Schwäbische Zeitung (Leutkirch / Isny / Bad Wurzach)
Sozialaktivist setzt sich für Gerechtigkeit ein
Die Direktkandidaten zur Bundestagswahl im Porträt – Heute: Stefan Weinert
RAVENSBURG - Er war schon bei der ÖDP, der SPD und ein halbes Jahr lang auch bei den Linken. Allen hat er wieder den Rücken gekehrt. Nun tritt Stefan Weinert (65) als unabhängiger Direktkandidat für den Wahlkreis 294 an. Weil es ihm „um Gerechtigkeit“und „echte Teilhabe für alle anstelle von sozialen Almosen“geht.
Als Spaßkandidat versteht sich der „Idealist ohne Illusionen“, wie Weinert sich selbst bezeichnet, mitnichten: Er möchte durchaus von so vielen Parteiverdrossenen gewählt werden, die „die Nase voll von Politiker-Geschwafel haben“, dass er bei der Bundestagswahl „was Vorzeigbares vor dem Komma“einfährt. Auch wenn ihm bewusst ist, dass er polarisiert: Er sei der Mann für all jene, die „einen durchgreifenden sozialen Aufbruch“wollen, bekräftigt der gelernte Finanzbeamte und studierte Theologe, der zwölf Jahre lang im Landkreis Ravensburg Flüchtlinge betreut hat, ehe er 2013 in Frührente ging.
Untermalt mit einem selbst komponierten Song reißt der Vater zweier erwachsener Söhne unter anderem auf dem Videoportal YouTube seine fünf Top-Themen an: An erster Stelle geht es ihm um Transparenz. Statt „Milchglasscheibenpolitik“zu betreiben und sich „ein tolles Leben in ihrer Parallelwelt zu machen“, sollten Politiker sich „um das Wohl der Wähler kümmern, die sie bevollmächtigt haben“, fordert der ehemalige Baptisten-Pastor.

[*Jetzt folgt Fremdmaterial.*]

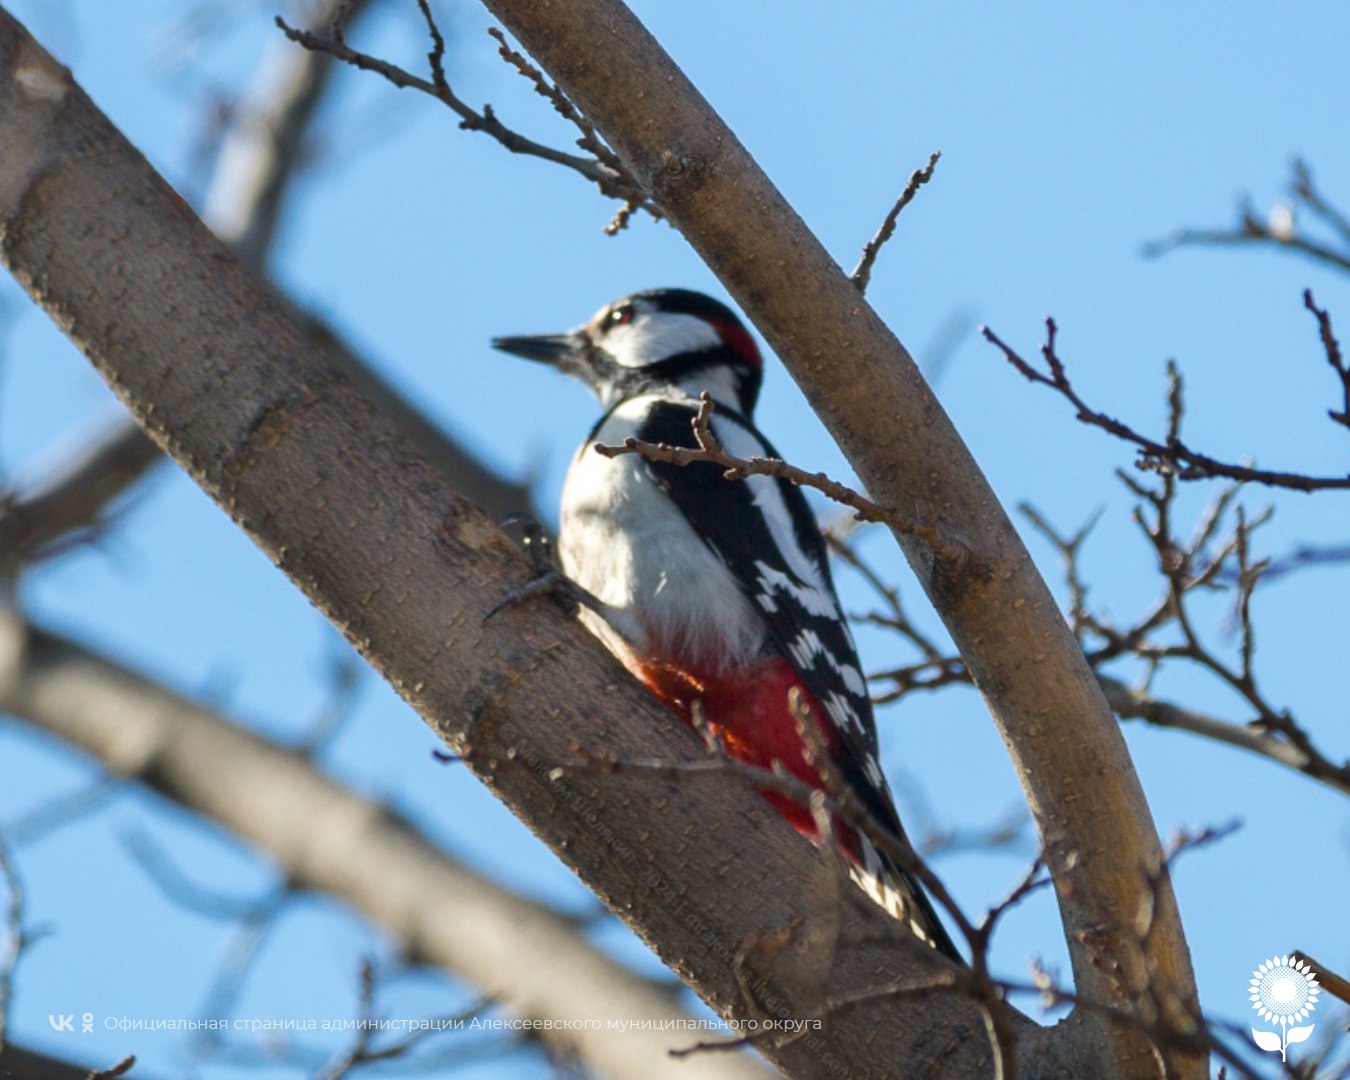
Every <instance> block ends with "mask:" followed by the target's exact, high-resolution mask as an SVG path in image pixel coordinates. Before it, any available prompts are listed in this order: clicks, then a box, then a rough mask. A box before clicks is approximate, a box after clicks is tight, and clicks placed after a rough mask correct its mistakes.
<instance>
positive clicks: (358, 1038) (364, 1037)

Auch Partizipation und „Dezentralisierung der Macht“liegen ihm am Herzen – etwa mittels Ombudsmännern. Diese kann sich Weinert auch auf lokaler Ebene vorstellen. Idealerweise würde ein solcher Posten mit jemandem wie Rolf Engler besetzt, der wisse, „was die tatsächlichen Sorgen der Leute sind“. Schließlich plädiert der Kandidat für die klare Trennung von Kirche und Staat, die Abschaffung von Studiengebühren sowie die Auflösung des Bamf (Bundesamt für Migration und Flüchtlinge). Da die Würde des Menschen unantastbar sei, ist es für ihn „selbstverständlich, alle verfolgten Menschen aufzunehmen – ohne Obergrenze“. In diesem Zusammenhang spricht er von einem „Grundrecht auf Asyl“.
Der Mann, in dessen Wohnzimmer eine regenbogenfarbene PeaceFahne einträchtig neben einem siebenarmigen Leuchter hängt, betont: „Ich bin ein Sozialaktivist, der sich immer mit Herzblut für Schwache und Randgruppen einsetzt.“Wobei er klarstellt, dass für ihn Gerechtigkeit eben nicht bloß „die Hälfte des Kuchens“bedeutet. Stattdessen versteht er darunter, wenn jeder das bekommt, was er im übertragenen Sinn braucht, „um seinen Hunger zu stillen“.
Und so setzt Weinert sich beim Jobcenter auch für seinen arbeitslosen russischen Nachbarn ein. Und freut sich, wenn dieser eine Fortbildung genehmigt bekommt.